The number of patients commenced on HCQ at SRFT was higher compared to Bolton FT (Table 1). SRFT is a tertiary referral centre for CTD and patients living outside of Salford who commenced HCQ were included; thus raising the incidence of patients commenced on HCQ at SRFT artificially to 63 per 100,000 population compared to 40 per 100,000 in Bolton. A total of 272 patients were commenced on HCQ across both calendar years (median age 57 years, female preponderance and RA was the most common diagnosis). Of these, 69 patients (25%) had discontinued treatment before completing 6 months of treatment. By 12 months, 90 patients (33%) had discontinued HCQ. Upper gastrointestinal symptoms and inefficacy were the most common cessation reasons (17/90, 18.9% each).

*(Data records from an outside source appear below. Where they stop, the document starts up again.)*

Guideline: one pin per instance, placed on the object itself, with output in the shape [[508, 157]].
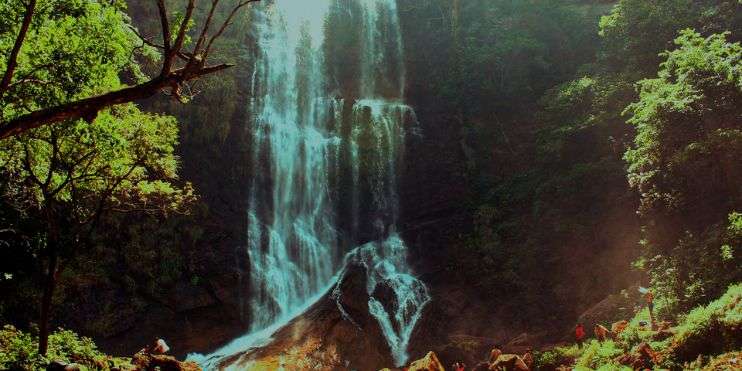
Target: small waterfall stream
[[315, 162]]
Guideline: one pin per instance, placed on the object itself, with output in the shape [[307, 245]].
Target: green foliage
[[685, 165], [601, 356], [551, 359], [18, 351], [63, 58], [709, 330]]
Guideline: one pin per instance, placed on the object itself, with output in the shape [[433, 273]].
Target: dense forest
[[489, 174]]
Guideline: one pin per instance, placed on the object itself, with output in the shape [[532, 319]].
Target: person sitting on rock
[[618, 327], [528, 359], [579, 334], [495, 354], [601, 333]]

Table 1 Characteristics of patients prescribed hydroxychloroquine, incidence and attrition rates and drug discontinuation reasons.

Pearce et al applied their estimates to the population of the United Kingdom and calculated that 36,444 patients were commenced on HCQ in 2016 [6]. This is a significant annual burden to local ophthalmology services to comply with RCOphth guidelines, not to mention the estimated 166,673 patients who are already on HCQ [6]. Many ophthalmology departments were aware of the creation of new guidelines for formal ophthalmology-based macular/fundal imaging for HCQ retinopathy screening in 2016/2017. It was perhaps only when the final guidance was in place in early 2018 that practicalities such as the funding/staffing of this new ophthalmology workload were considered at local levels.

Our data provide an estimate of patient numbers starting HCQ treatment per annum per capita district general and tertiary hospital population and are in keeping with the estimates from Pearce et al. This information may help with local commissioning of services. With one in four patients stopping HCQ within 6 months of commencement, we suggest timing baseline retinopathy referrals for those still taking HCQ at 6 months. This model of referral will improve retinopathy screening efficiency and reduce commissioning costs.